Dumbold Voting Machine Pie Menu in The Sims “Typical pie menus” (such as those in The Sims, played by hundreds of millions of people) have always selected leaf and submenu items by triggering on a button press or release (or pen or finger tap or release). They also typically support mouse-ahead. Pie menus can seamlessly support both quick press-drag-release gestures, as well as the more leisurely click-move-click gestures.

The patent US5689667A “Methods and system of controlling menus with radial and linear portions” also makes the mistake of claiming that that pie menu selection is based on pointing at the items like linear menus (or PIXIE), instead of the direction of cursor motion, which Kurtenbach and Buxton know very well is simply not the case with “typical pie menus”.

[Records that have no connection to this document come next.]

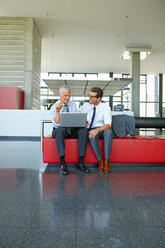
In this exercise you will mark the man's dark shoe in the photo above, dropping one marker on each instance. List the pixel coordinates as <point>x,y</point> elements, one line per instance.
<point>64,169</point>
<point>82,167</point>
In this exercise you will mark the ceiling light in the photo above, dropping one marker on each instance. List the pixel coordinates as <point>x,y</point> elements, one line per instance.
<point>144,52</point>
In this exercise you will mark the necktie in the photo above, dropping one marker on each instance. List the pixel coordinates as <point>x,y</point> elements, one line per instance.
<point>68,129</point>
<point>93,116</point>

“Radial menus include two types: pie menus and marking menus. Pie menus are typically used in item selection using the location principles of linear menus as discussed above. Marking menus operate on the principle of the direction of cursor or pointer motion as being the basis for item selection.” -US Patent US5689667A

Unfortunately they were able to successfully deceive the patent reviewers, even though the patent references the Dr. Dobb’s Journal article which clearly describes how pie menu selection and mouse ahead work, contradicting the incorrect claims in the patent. It’s sad that this kind of deception and patent trolling is all too common in the industry, and it causes so many problems.

Even today, long after the patent has expired, Autodesk marketing brochures continue to spread FUD to scare other people away from using marking menus, by bragging that “Patented marking menus let you use context-sensitive gestures to select commands.”

Thanks so much for sharing all of this. After seeing all these posts I was reminded of other radial menus I had seen and how uncommon they felt.